Police have a "reasonable idea" about who the bomber was after matching his head with CCTV images.


"There is a whole network behind him," Ansari said, explaining that the attacker did not plan the attack alone.


Officials are probing how a major breach could have happened in one of the most sensitive areas of the city, which houses the intelligence and counter-terrorism bureaus and is next to the regional secretariat.


It is Pakistan's deadliest attack in years and the worst since violence in the region began following the Afghan Taliban takeover of Kabul in 2021.


Authorities are also probing the possibility that people inside the compound helped coordinate the attack, a senior city police officer told AFP on condition of anonymity on Wednesday.
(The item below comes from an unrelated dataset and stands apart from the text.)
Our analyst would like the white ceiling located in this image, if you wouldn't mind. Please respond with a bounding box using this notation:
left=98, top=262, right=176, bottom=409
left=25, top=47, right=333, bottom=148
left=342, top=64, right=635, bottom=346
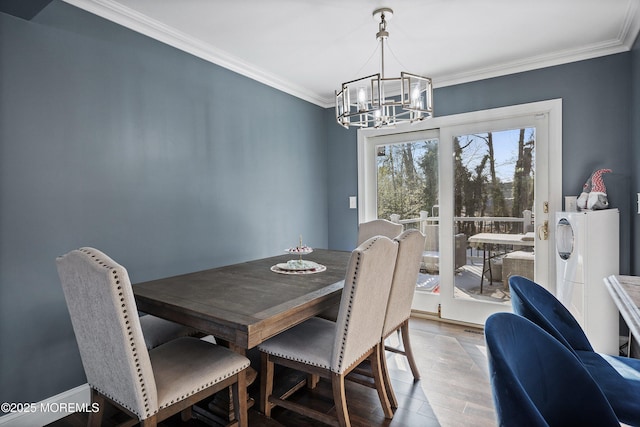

"We have detained people from the police line (headquarters) to get to the bottom of how the explosive material arrived and to see if any police officers were also involved in the attack," he told AFP.


The police official said at least 23 people were detained, including some from the former tribal areas that border Afghanistan.


The attack has left a scarred city on edge, reminiscent of more than a decade ago when Peshawar was at the center of an insurgency waged by the Pakistani Taliban (TTP), before an evacuation drive forced them into the mountainous border and into Afghanistan. drained off.


Analysts say militants have been emboldened by the withdrawal of US and NATO troops from Afghanistan and the Taliban's push into Kabul, which Islamabad accuses of failing to secure its borders.


Security forces have since become the target of an increase in low-level attacks, often at checkpoints.


Attacks are mostly claimed by the TTP as well as local chapters of the Islamic State, but attacks resulting in mass casualties are rare.


The TTP has distanced itself from the Peshawar mosque blast, saying it will no longer attack places of worship.